Graham Ricketts

Personal information
- Full name: Graham Anthony Ricketts
- Date of birth: 30 July 1939
- Place of birth: Oxford, England
- Date of death: 6 July 2025 (aged 85)
- Place of death: Peterborough, England
- Position: Wing half

Senior career*
- Years: Team / Apps / (Gls)
- 1956–1961: Bristol Rovers / 32 / (0)
- 1961–1964: Stockport County / 119 / (6)
- 1964–1968: Doncaster Rovers / 150 / (15)
- 1968–1970: Peterborough United / 46 / (1)
- 1970–19??: King's Lynn
- March Town United
- Yaxley

International career
- 1956: England Youth / 4 / (0)

= Graham Ricketts =

English footballer (1939–2025)

Graham Anthony Ricketts (30 July 1939 – 6 July 2025) was an English footballer. He played as a wing half for Bristol Rovers, Stockport County, Doncaster Rovers, and Peterborough United. He was also an England Youth international.

==Club career==
Ricketts began his career at Bristol Rovers, moving to Stockport County in 1961.

===Doncaster Rovers===
Ricketts was signed in July 1964 by English fourth division club Doncaster Rovers, his debut being in a 5–2 defeat at Bradford Park Avenue on 22 August 1954.

===Peterborough United===
Ricketts was sold for £2,500 to Peterborough United of the English third division in March 1968. His first game was against Stockport County on 9 March 1968, and his first goal was in a 1–1 draw at Shrewsbury Town a week later.

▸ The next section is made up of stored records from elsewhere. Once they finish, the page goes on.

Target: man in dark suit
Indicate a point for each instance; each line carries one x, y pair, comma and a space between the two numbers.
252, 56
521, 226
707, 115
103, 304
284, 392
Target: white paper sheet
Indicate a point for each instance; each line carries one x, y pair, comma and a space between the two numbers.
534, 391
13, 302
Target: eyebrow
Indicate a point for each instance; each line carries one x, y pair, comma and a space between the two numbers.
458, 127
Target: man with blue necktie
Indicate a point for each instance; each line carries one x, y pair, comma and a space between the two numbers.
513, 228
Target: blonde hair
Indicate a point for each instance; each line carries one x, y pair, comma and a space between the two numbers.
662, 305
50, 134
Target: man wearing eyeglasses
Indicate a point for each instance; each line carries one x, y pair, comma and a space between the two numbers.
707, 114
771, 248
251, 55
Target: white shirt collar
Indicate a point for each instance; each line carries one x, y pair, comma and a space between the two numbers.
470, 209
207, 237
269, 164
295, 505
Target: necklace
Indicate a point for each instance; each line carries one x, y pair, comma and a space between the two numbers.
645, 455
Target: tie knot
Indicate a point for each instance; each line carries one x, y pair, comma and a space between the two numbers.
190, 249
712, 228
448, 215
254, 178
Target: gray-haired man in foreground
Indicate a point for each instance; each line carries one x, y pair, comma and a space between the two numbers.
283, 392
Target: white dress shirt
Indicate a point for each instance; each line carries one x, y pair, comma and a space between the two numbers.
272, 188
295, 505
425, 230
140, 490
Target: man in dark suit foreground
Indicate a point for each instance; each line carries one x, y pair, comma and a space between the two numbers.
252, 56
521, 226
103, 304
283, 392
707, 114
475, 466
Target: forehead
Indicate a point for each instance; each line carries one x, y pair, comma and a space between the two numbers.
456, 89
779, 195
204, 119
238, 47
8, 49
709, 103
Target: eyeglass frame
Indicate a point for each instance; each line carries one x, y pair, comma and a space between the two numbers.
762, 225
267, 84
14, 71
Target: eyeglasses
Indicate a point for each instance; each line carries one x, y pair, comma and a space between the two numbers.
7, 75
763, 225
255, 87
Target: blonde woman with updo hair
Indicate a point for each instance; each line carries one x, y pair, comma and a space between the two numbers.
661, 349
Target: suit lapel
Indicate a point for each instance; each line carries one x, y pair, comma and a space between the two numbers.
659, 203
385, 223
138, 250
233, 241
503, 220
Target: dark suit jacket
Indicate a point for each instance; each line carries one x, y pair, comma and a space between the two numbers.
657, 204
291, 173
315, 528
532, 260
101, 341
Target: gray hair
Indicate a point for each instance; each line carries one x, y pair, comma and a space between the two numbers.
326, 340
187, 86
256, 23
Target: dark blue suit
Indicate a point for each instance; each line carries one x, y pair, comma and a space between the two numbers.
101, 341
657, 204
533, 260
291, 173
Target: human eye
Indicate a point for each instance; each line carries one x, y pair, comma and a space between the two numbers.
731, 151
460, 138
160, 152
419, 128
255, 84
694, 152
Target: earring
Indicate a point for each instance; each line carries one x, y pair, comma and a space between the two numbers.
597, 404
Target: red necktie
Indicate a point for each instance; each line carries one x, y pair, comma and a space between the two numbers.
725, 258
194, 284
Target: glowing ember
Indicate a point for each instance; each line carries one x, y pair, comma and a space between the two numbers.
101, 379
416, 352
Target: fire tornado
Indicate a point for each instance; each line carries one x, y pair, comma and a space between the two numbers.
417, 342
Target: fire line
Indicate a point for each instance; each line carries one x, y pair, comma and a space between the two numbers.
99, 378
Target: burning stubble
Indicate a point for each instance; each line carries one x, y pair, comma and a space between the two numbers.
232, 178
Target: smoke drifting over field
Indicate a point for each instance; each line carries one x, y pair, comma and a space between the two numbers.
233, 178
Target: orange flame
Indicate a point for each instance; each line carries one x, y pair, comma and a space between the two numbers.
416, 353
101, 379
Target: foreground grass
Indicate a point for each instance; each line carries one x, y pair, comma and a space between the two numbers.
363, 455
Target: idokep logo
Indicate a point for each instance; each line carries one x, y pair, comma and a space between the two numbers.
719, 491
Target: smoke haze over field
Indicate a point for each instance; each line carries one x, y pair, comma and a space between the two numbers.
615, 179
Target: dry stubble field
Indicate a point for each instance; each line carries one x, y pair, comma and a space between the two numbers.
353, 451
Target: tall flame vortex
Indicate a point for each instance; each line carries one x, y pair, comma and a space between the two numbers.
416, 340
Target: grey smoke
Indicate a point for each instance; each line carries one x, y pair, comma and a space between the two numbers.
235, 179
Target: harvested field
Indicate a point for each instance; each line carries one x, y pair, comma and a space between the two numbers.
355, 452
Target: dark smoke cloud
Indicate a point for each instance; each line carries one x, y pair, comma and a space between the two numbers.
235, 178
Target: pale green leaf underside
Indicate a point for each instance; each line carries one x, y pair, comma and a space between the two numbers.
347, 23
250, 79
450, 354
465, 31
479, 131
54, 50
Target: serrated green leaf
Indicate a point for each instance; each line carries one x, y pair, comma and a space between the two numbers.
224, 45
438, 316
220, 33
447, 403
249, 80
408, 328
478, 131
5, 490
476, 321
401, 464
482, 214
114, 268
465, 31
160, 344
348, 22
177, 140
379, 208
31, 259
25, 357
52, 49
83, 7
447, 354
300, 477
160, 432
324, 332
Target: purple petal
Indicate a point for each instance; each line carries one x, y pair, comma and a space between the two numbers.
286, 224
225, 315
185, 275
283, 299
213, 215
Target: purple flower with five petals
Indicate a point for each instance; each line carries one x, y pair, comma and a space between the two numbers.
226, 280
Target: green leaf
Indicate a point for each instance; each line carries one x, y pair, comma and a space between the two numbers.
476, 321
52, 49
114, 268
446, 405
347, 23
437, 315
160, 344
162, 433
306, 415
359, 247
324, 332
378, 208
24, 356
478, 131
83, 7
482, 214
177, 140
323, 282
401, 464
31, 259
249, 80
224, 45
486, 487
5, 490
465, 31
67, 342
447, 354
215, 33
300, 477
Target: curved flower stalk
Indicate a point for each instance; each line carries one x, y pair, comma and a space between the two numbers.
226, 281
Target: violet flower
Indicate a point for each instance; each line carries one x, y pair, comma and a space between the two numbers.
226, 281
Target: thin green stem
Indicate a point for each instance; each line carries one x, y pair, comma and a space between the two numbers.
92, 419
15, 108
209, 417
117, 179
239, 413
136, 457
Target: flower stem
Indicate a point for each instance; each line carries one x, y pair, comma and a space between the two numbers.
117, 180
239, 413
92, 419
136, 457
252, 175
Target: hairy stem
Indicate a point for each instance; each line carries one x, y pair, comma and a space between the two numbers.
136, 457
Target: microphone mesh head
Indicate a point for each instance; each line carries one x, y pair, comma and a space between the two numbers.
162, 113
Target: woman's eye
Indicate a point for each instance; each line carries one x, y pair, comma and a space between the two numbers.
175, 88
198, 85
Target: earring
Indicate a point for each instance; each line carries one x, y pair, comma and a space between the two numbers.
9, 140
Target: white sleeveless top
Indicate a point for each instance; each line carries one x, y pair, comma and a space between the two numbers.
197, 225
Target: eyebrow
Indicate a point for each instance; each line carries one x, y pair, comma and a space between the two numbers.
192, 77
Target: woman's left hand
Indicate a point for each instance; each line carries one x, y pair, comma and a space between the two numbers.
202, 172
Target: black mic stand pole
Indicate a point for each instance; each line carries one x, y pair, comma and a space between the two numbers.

At the end of the 1969–70 season, Ricketts left to play for King's Lynn, and later played for March Town United and Yaxley.

==International career==
Ricketts was an England youth international, playing in four matches in February and March 1956.

==Personal life and death==
His grandson, Joe Burgess, played as a defender for Peterborough United, Histon, Fleetwood Town, Ilkeston, and Boston United. He had three daughters, five grandchildren, and one great grandchild.

Ricketts died on 6 July 2025, at the age of 85.